The collapse of the Kentucky case shouldn't be seen as a setback for two other suits attempting to link the Vatican to the American abuse scandal, said Jeff Anderson, a high-profile Minnesota attorney who filed the cases. Its early end does highlight the difficulty of pursuing a claim in this country against the head of the Roman Catholic Church.

"It's not for the faint of heart, the weak of pocketbook or anybody who's not totally resolved to it," said Anderson, who filed a suit on behalf of a man has claimed he was abused by a Catholic priest in Oregon in the late 1960s.

The three men who were abused in their youth at Catholic schools in Kentucky abandoned the case after their attorney said they face "insurmountable hurdles" that included the Vatican's sovereign status in the U.S.

A Vatican spokesman this week applauded the ending of the Kentucky case, saying it "proved to be originating from an unfounded accusation."

Plenty of obstacles remain for Anderson's suit in Oregon and another he filed in Wisconsin in March against the Archdiocese of Milwaukee on behalf of five men alleging fraud, a legal expert said.

The cases in Oregon and Kentucky were each tasked with proving that American clergy are employees of the Holy See, another name for the Vatican. The suits have been limited by judges under an exception to the Foreign Sovereign Immunities Act, which sets limits on legal actions in the U.S. against other nations.

Proving that American priests are employees of Rome is "going to be really difficult to prove," said Nick Cafardi, a Catholic canon lawyer and former dean of Duquesne University law school in Pittsburgh.

"Show me a paycheck from the pope to the bishop or one of his priests. Show me that the pope has them on his insurance policies as an employee," Cafardi said. "You can't show any of the things that we normally think of that make somebody an employee of somebody."

Aside from legal obstacles, attorneys who have taken on the Vatican say taking on such a huge and well-financed organization strains their law practices.

William McMurry, who filed the Kentucky suit, said he spent "8,000 hours of time and a couple of hundred thousand dollars" pursuing the case, which was filed in 2004.

"Bill (McMurry) spent an awful lot of money finding out that we couldn't beat them," said Michael J. Turner, one of the three men who brought the Kentucky case.

Anderson, who says he has represented "thousands" of plaintiffs in Catholic abuse cases, said he has spent "hundreds and hundreds of thousands" on the Oregon case, Doe v.
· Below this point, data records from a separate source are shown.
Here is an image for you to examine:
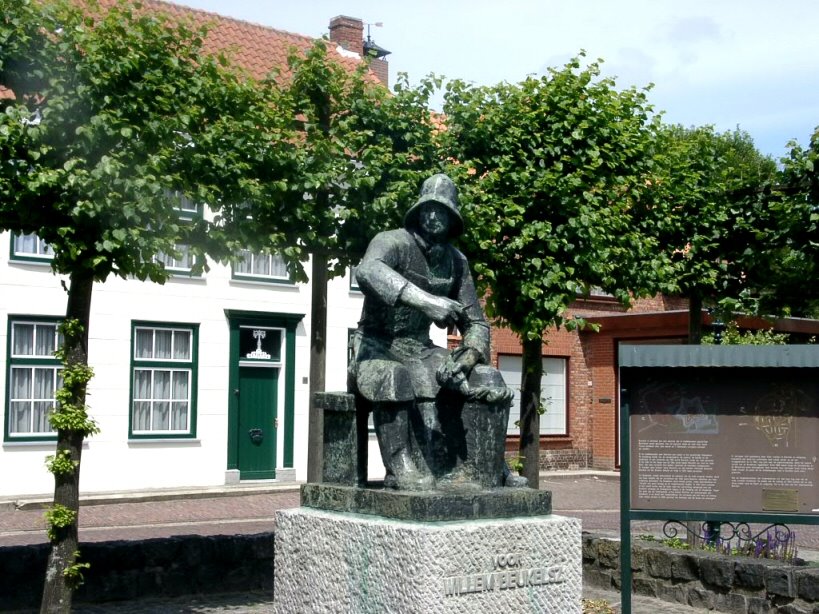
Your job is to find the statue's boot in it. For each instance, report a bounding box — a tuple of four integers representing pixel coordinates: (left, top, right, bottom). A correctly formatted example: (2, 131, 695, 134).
(437, 466, 482, 491)
(502, 461, 529, 488)
(373, 402, 434, 491)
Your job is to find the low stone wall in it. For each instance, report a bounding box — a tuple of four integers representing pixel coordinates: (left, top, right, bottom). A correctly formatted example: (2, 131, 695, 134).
(0, 533, 275, 610)
(583, 532, 819, 613)
(4, 531, 816, 611)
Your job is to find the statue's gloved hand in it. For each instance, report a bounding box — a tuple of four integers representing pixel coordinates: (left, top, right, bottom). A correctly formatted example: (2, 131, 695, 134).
(466, 386, 515, 404)
(436, 347, 482, 395)
(437, 356, 470, 395)
(401, 284, 465, 328)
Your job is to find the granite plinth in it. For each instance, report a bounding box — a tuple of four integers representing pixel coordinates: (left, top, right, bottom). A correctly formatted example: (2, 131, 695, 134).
(274, 507, 582, 614)
(301, 482, 552, 522)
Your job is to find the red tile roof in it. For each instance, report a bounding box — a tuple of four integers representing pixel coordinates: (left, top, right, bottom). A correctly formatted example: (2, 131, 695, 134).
(130, 0, 367, 81)
(0, 0, 372, 100)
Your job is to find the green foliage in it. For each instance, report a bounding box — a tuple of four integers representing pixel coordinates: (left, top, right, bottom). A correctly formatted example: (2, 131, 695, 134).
(442, 53, 672, 338)
(49, 319, 99, 436)
(702, 322, 789, 345)
(63, 553, 91, 590)
(441, 53, 670, 485)
(506, 456, 525, 474)
(638, 534, 691, 550)
(45, 449, 79, 476)
(0, 0, 286, 281)
(44, 504, 77, 541)
(246, 42, 441, 280)
(651, 125, 777, 313)
(743, 127, 819, 317)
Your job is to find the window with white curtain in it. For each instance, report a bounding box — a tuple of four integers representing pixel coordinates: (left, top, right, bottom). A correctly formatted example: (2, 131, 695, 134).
(130, 323, 198, 437)
(498, 355, 568, 435)
(232, 249, 290, 282)
(11, 233, 54, 260)
(349, 266, 361, 292)
(155, 243, 196, 274)
(5, 319, 62, 439)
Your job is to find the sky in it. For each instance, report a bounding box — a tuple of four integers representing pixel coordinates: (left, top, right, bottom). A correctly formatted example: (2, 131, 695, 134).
(173, 0, 819, 159)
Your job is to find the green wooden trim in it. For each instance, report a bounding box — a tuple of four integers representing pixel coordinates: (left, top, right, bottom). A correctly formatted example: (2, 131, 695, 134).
(231, 273, 295, 286)
(226, 320, 240, 470)
(4, 315, 62, 442)
(224, 310, 305, 327)
(128, 321, 199, 440)
(224, 310, 305, 475)
(231, 266, 296, 285)
(283, 323, 296, 468)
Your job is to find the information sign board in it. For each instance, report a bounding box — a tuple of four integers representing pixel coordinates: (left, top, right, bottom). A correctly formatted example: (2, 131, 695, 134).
(622, 367, 819, 515)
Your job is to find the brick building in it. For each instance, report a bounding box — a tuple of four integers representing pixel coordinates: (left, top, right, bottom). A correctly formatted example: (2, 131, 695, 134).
(491, 293, 819, 472)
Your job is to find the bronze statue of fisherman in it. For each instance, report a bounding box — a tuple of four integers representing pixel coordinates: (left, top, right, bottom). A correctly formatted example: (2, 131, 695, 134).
(349, 174, 525, 491)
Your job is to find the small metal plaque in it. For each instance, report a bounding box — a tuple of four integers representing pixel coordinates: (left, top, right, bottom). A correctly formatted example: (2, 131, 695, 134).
(762, 488, 799, 512)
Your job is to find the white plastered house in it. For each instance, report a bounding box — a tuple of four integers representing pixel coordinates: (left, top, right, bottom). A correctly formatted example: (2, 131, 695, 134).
(0, 3, 422, 498)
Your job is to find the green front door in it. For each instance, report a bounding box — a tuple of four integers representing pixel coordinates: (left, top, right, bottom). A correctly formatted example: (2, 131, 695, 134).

Holy See, which was filed in 2002. A Vatican motion to dismiss the claim was rejected by the U.S. Supreme Court in June, allowing it to move forward.

"It's an enormous undertaking, — the amount of attorney time and the amount of expense involved in taking on the most powerful institution in western civilization is to many, daunting," Anderson said.

Vatican attorney Jeffrey Lena said the defense is planning to file a second motion to dismiss the Oregon case.

James O'Bryan, another Kentucky plaintiff, said McMurry felt that the length of time that had passed since O'Bryan was abused at a Louisville church in 1928 made it impossible to find witnesses and collect evidence.

"I told him that what I was after had been accomplished," that is, bringing more attention to the American clergy abuse scandal, O'Bryan said.

McMurry said he spent months searching for new plaintiffs for the suit, which he had hoped to turn into a class-action. He said he believes there are hundreds of abuse victims who have simply chosen not to come forward.

"My assumption is that those folks who have determined they won't tell their families and reveal their secrets, they're locked tight for life," he said.